So, the main reason I pulled the trigger on getting this doorbell is that our previous one (a Zmodo) was literally falling apart. I don’t know if it was age, sun or aggressive button pressing, but the button was half gone.
Yobi is the first (maybe second, but first for consumers) Homekit enabled doorbell (as advertised during WWDC ’20).
When you’re on the bleeding edge, getting cut is a likelihood. The Zmodo had a clever install. You installed and connected your doorbell wiring to a plate. The actual hardware slid on and locked down with a screw.
Yobi ain’t got time for that!
They Yobi comes with an ugly gold frame. You connect your wiring directly to the device. The frame leaves zero room for wiring. I guess Yobi assumes you have plenty of doorbell wiring that you can pull out to make use of, but that is easily shoved back inside.
Try as I might, I couldn’t get my not long wiring to connect to the device and shove back inside. Yobi provides some wire extenders which help, a little.

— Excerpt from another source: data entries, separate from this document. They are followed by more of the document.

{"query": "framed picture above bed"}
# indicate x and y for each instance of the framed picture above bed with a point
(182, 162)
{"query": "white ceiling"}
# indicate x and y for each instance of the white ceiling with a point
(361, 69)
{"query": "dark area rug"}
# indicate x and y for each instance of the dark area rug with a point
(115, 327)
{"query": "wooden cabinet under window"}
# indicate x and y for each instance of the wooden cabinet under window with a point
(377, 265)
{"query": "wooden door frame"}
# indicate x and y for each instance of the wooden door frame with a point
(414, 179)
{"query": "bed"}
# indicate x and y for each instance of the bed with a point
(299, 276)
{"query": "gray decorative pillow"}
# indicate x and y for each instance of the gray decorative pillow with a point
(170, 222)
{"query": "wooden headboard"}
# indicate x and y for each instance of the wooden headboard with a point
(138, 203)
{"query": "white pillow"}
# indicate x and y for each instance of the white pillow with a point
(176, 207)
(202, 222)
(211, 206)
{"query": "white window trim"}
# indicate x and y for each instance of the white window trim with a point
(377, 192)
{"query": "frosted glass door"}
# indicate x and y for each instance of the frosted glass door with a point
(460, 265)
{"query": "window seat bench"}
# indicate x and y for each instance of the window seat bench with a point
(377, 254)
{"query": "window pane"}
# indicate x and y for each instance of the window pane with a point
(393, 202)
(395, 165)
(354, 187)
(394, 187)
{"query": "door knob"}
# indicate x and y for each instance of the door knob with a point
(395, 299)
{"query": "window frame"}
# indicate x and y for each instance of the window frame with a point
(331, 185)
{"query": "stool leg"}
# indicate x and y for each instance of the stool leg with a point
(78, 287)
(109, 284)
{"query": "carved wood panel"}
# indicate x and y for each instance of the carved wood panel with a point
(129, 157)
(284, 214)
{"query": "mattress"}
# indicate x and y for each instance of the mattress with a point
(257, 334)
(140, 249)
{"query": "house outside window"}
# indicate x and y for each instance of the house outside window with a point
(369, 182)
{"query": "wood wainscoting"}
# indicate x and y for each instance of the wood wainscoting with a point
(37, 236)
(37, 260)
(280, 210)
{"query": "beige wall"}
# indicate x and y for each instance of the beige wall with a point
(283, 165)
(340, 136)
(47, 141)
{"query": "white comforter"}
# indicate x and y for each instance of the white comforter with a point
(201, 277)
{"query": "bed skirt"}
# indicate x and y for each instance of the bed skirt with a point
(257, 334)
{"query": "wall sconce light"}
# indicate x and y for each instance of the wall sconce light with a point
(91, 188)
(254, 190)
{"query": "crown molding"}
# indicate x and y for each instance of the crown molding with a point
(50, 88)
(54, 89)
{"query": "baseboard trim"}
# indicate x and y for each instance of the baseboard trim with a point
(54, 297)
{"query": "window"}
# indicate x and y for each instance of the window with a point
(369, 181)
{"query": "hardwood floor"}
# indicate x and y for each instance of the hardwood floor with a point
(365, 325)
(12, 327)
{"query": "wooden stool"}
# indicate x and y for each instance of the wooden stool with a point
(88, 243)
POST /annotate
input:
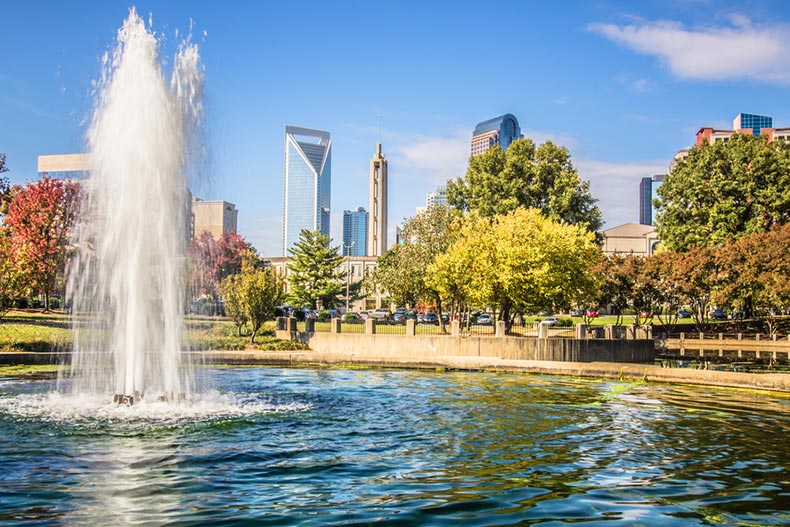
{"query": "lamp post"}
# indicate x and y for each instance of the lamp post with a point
(348, 269)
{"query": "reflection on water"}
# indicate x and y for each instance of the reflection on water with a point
(327, 447)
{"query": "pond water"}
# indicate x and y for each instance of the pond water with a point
(358, 447)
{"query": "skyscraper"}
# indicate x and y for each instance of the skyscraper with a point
(437, 197)
(647, 191)
(355, 232)
(377, 225)
(308, 174)
(501, 131)
(755, 122)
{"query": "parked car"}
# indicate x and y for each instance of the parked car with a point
(484, 319)
(719, 314)
(352, 318)
(382, 314)
(430, 318)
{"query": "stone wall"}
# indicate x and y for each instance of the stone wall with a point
(426, 347)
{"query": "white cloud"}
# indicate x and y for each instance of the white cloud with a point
(742, 50)
(433, 158)
(616, 186)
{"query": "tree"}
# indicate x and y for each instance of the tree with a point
(230, 288)
(518, 263)
(724, 191)
(314, 274)
(41, 217)
(526, 176)
(10, 277)
(213, 260)
(403, 270)
(259, 290)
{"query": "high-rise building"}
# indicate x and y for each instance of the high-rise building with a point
(744, 123)
(647, 192)
(216, 217)
(377, 225)
(501, 131)
(308, 174)
(437, 197)
(355, 232)
(755, 122)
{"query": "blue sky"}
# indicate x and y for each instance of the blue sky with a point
(622, 84)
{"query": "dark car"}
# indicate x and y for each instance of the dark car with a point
(430, 318)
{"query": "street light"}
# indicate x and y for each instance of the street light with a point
(348, 268)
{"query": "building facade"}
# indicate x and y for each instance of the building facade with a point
(437, 197)
(308, 180)
(355, 232)
(630, 238)
(501, 131)
(744, 123)
(377, 225)
(216, 217)
(647, 192)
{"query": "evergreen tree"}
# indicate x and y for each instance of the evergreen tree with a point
(314, 274)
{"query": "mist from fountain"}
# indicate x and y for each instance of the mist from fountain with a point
(126, 277)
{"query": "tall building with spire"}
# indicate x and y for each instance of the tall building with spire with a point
(377, 211)
(308, 177)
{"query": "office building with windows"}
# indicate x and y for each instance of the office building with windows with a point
(355, 232)
(501, 131)
(756, 123)
(744, 123)
(377, 226)
(306, 202)
(647, 192)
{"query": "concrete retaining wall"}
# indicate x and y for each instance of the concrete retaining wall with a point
(422, 347)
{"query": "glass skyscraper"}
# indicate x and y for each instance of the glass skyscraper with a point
(308, 175)
(755, 122)
(355, 232)
(501, 131)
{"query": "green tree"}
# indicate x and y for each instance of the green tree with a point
(724, 191)
(314, 272)
(526, 176)
(259, 290)
(403, 270)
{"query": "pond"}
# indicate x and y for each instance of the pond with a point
(357, 447)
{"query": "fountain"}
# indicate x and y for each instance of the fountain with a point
(126, 279)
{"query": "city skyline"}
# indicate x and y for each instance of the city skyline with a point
(607, 80)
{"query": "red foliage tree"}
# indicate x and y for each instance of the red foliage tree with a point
(40, 217)
(213, 260)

The solution I came up with was to use one of their little off-set bits. They include two, one that angles your device slightly up or slightly down and one that angles your device slightly to the right or left. The upside of these is they also provide some space for wires.
If you plan to go this route, get your own screws. This is the screw they give you, the head is so small it passes right through the slot it’s meant to hold your device to the wall through. Who thought this screw made sense? Oh and it’s such a shitty and soft metal, you’re likely to strip the head putting the screw in. One and done.
Thankfully I have quite the collection of random screws from other projects.
Once you get past the pretty janky install, connecting this thing to your network, and Homekit Home, is actually really easy, Sorta.
They put the homekit code on the back of the device. Nowhere else, not in the documentation, anywhere. Likely depending on your wiring, the device is on, when shoved into the frame.
Thankfully the iPhone camera is good and I could capture the code from severe angle.
Once you get past that, it’s actually really easy. Kudos to Yobi here, adding to HomeKit once scanned took one shot. I’ve had other gear that took a half dozen attempts.
What Would Improve?
I’d ditch the gold. I’d include usable hardware. If possible, I’d make the frame either have room for wires, or have the wiring attach to the frame.
Once I have more time, I’m going to have to take mine off the wall and tighten up the install, which I don’t relish.
That said, it’s nice to have one less app, and to have my doorbell in HomeKit. I assume once iOS 14 is released to the public, the whole “Homepod announce doorbell” thing will work.